Guy Dammann 

Michael Gordon: Timber review – bewildering yet comforting

UK premiere of this minimalist cult classic was gripping and different, not least because of the Ikea-style programme and white-suited musicians, writes Guy Dammann
  
  

Composer Michael Gordon.
Continually shifting the musical focus … Michael Gordon Photograph: PR

Even before it started, this concert promised something different. First, the programme note looked like an Ikea booklet, showing the means of construction of the piece and its components (six lengths of 2x4, 12 percussion mallets, six pairs of hands, one composer, etc). Second, the players, led by the Aurora Orchestra’s principal percussionist Henry Baldwin, and featuring the outstanding talents of Serge Vuille and Scott Lumsdaine alongside three talented Royal College students, wore white – musicians always wear black.

As promised, the music was indeed different. Composed in 2011 by the American minimalist composer Michael Gordon, one of the founders of the Bang on a Can ensemble, Timber has become something of a cult classic, although it’s taken until now to receive its UK premiere.

Each player has one of six strips of plain timber of varying lengths, each mounted on a simple trestle and lightly amplified.

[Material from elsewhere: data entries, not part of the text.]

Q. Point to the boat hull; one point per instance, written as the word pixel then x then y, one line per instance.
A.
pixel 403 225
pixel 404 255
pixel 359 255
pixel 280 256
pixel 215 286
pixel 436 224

The different lengths produce different pitches, but depending on where and how the instruments are hit, the tonal qualities are more or less obscured.

Indeed, the musical experience is characterised by the way each sound seems to hover on the edge of itself: rough pitches emerge from the natural timbres, producing occasional flurries of overtones, so that the listening focus is always shifting. And as the rhythmic cycles go in and out of phase, there’s also a spray effect, a little like hearing rainfall splatter unevenly on a flat roof.

Though bewilderingly difficult to play, the construction is simple enough, with two more static outer sections sandwiching a more dynamic and rhythmically volatile inner section. But the experience is gripping throughout, as if one is in the presence of unpredictable machinations of some benevolent but entirely inscrutable intelligence. It’s bewildering and comforting at the same time, and considerably better than struggling with an Ikea instruction booklet.